Smith appeared in the films Malcolm X and Girl 6, both films directed by Spike Lee, and played Will in Fallout and Jesse Hill in Backstreet Justice.

His TV credits include Law & Order, Cosby, New York Undercover, and Onion SportsDome.

Smith has worked extensively in the theater, and his Broadway credits include Fences, Come Back, Little Sheba, King Hedley II, The Piano Lesson, and Salome.

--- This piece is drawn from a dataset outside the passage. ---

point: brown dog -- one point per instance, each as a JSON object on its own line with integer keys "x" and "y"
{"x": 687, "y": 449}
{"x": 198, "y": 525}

Off-Broadway credits include Fabulation (Playwrights Horizons), Jitney (Second Stage), Holiday Heart (Manhattan Theatre Club), Before It Hits Home (NYSF) and Auturo Ui (Classic Stage Company). Regionally, he has acted in God of Carnage (Atlanta's Alliance Theatre), The Dreams of Sarah Breedlove (Alabama Shakespeare), In Walks Ed (Long Wharf), Les Trois Dumas (Indiana Rep), Tartuffe (Hartford Stage), and The Heliotrope Bouquet (La Jolla Playhouse).

In 2001, Smith starred in the international tour of the August Wilson play Jitney, which opened at the National Theatre in London.

Smith is the voice of Clay Simons, the Lost's Road Captain, in the video game Grand Theft Auto: The Lost and Damned and as the Crowd of Liberty City and the Vibe 98.8 Imaging, in the video game Grand Theft Auto IV. Smith reprised his role as Clay in Grand Theft Auto V.

In 2012, Smith performed in the Virginia Stage Company (VSC) production of the August Wilson drama Fences, which originally starred James Earl Jones on the Great White Way. In reviewing Smith's performance, Mal Vincent of The Virginian-Pilot wrote, "Smith is better than James Earl Jones was in originating the role on Broadway in 1987."

Keith Randolph Smith trained at the American Academy of Dramatic Arts in New York City, United States, graduating in 1986.